The proof is by far the more common of the two, at 224,403 struck against 89,104 uncirculated. That makes the uncirculated coin the scarcer half of the pair, though neither is rare; total sales topped 300,000, a strong showing for the era. Because these never circulated, condition is everything. Collectors chase the top grades — MS-69 and MS-70 for uncirculated, PR-69 and PR-70 for proofs — where the coin is essentially flawless. The closer to a perfect 70, the steeper the premium; below the mid-60s, you are usually paying for little more than the silver inside it.

A small collector's pleasure: the "T&Co." mark. It is genuinely there, struck into the design, and finding it on your own coin connects you to that one-time experiment in letting a jeweler shape American money.

Questions collectors ask

Is the Dolley Madison dollar really the first U.S. coin to show a First Lady?

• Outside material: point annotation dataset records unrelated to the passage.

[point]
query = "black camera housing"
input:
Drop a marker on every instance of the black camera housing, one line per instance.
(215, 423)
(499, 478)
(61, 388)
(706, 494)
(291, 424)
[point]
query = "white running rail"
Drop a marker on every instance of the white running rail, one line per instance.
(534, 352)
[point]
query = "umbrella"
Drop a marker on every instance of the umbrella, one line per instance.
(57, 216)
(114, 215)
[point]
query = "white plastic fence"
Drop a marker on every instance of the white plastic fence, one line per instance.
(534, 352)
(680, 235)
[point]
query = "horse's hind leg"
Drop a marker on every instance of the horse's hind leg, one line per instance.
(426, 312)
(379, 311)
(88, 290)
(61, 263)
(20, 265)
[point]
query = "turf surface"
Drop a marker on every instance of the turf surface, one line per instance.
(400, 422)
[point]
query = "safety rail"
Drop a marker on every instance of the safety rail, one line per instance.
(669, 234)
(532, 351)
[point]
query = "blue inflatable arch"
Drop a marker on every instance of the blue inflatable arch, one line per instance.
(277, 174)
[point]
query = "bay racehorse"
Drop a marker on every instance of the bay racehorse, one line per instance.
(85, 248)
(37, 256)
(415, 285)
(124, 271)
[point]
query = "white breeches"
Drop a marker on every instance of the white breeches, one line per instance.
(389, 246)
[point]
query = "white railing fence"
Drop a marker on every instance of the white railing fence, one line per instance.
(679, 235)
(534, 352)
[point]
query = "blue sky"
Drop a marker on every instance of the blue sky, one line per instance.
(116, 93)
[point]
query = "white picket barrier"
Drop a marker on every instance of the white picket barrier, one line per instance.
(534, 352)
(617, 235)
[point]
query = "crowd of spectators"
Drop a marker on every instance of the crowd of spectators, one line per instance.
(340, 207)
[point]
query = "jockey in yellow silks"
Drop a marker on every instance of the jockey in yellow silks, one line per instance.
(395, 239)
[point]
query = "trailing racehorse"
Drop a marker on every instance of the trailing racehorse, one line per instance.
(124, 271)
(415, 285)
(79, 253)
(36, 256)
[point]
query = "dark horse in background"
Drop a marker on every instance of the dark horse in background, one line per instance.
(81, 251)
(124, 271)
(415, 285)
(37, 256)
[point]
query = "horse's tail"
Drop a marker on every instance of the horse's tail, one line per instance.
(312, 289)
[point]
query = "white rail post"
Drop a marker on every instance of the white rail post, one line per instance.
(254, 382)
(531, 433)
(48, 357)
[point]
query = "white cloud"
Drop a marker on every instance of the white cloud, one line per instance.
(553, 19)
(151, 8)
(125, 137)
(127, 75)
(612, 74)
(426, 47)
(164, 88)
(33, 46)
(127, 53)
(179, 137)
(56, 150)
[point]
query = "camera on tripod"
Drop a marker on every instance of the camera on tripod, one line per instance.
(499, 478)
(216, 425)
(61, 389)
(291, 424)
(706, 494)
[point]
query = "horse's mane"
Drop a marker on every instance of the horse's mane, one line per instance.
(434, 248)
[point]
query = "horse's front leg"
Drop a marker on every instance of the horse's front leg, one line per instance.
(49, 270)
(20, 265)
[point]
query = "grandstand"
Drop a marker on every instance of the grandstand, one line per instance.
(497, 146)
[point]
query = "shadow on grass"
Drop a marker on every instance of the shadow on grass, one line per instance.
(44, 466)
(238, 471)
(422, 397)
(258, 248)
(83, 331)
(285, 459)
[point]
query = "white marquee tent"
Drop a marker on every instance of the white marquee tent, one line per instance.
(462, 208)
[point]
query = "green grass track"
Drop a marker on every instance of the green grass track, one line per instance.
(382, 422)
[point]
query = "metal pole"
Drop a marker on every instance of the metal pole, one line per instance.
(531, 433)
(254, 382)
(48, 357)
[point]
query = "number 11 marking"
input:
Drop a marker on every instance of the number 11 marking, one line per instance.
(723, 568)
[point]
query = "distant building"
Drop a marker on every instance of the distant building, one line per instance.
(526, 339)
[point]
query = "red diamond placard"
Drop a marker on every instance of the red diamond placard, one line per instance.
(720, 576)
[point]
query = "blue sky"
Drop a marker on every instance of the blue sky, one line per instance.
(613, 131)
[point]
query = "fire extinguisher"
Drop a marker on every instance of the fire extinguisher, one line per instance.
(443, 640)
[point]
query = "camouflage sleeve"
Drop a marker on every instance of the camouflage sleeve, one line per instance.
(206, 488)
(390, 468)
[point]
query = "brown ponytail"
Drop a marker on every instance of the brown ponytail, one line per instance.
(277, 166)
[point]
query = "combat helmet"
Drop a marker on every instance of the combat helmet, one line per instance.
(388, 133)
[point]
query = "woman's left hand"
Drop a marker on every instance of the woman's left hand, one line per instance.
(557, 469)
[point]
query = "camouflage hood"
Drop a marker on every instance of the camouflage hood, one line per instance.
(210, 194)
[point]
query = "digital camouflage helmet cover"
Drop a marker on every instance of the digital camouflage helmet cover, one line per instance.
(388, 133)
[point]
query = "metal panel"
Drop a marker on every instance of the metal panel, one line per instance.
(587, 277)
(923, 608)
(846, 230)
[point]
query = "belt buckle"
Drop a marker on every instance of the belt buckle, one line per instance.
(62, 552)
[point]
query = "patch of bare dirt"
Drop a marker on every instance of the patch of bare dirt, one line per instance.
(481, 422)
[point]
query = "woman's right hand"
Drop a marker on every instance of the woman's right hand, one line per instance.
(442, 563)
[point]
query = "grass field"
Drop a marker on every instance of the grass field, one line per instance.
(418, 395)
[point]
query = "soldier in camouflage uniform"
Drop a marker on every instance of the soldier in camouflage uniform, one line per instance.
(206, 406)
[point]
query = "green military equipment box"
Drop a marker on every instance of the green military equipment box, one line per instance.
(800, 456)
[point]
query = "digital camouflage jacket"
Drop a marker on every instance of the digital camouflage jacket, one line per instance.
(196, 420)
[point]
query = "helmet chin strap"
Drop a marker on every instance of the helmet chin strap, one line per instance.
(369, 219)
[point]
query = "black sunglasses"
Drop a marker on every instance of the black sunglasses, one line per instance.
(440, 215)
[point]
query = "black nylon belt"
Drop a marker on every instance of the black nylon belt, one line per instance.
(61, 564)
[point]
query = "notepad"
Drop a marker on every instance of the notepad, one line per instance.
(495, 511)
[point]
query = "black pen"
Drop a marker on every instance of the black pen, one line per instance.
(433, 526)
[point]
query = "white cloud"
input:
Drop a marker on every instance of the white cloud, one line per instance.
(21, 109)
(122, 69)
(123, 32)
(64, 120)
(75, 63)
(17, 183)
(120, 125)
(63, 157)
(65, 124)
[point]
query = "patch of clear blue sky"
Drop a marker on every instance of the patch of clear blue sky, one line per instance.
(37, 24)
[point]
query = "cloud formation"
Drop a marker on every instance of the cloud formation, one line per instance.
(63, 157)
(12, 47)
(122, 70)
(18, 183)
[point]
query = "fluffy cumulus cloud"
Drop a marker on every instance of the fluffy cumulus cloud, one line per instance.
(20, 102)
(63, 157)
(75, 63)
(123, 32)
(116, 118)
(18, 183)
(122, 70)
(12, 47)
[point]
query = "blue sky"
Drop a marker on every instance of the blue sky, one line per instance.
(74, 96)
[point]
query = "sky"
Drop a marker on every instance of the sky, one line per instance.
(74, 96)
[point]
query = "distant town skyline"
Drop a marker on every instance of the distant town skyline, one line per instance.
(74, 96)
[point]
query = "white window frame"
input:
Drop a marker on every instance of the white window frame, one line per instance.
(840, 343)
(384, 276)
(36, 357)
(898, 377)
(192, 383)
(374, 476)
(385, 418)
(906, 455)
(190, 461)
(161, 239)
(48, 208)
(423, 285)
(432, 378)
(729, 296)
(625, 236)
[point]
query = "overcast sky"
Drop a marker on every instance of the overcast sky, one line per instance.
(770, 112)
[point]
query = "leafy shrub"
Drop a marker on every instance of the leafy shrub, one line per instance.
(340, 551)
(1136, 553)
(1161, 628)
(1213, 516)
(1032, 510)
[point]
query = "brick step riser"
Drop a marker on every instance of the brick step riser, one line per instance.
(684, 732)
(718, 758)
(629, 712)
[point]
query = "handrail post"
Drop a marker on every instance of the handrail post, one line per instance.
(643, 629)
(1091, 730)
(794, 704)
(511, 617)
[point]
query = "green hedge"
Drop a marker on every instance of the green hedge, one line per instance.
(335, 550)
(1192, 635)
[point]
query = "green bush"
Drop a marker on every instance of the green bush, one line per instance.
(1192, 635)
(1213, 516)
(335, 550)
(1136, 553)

Yes. The 1999 Dolley Madison silver dollar was the first United States coin to depict a First Lady. It honored the 150th anniversary of her death in 1849.

What is the 'T&Co.' mark on the coin?

It is the logotype of Tiffany & Co., the jeweler that designed the coin — the first U.S. coin Tiffany ever designed. The mark appears on each side, the first time a private jeweler's maker's mark was struck into U.S. legal tender.

Who actually designed and engraved it?

Tiffany & Co. created the design. The Mint's own sculptor-engravers cut the dies: T. James Ferrell modeled the obverse (the portrait of Dolley Madison) and Thomas D. Rogers modeled the reverse (Montpelier).

How many were made?

The Philadelphia Mint struck 89,104 Uncirculated and 224,403 Proof coins, against a maximum authorization of 500,000.

What is the flower around her portrait?

Cape jasmine — a gardenia — said to be Dolley Madison's favorite flower. The classical ice house from her Montpelier estate sits in the background.

Is it made of real silver?

Yes. It is struck in 90% silver and 10% copper, weighs 26.73 grams, and measures 38.1 mm across — the same standard as a classic U.S. silver dollar.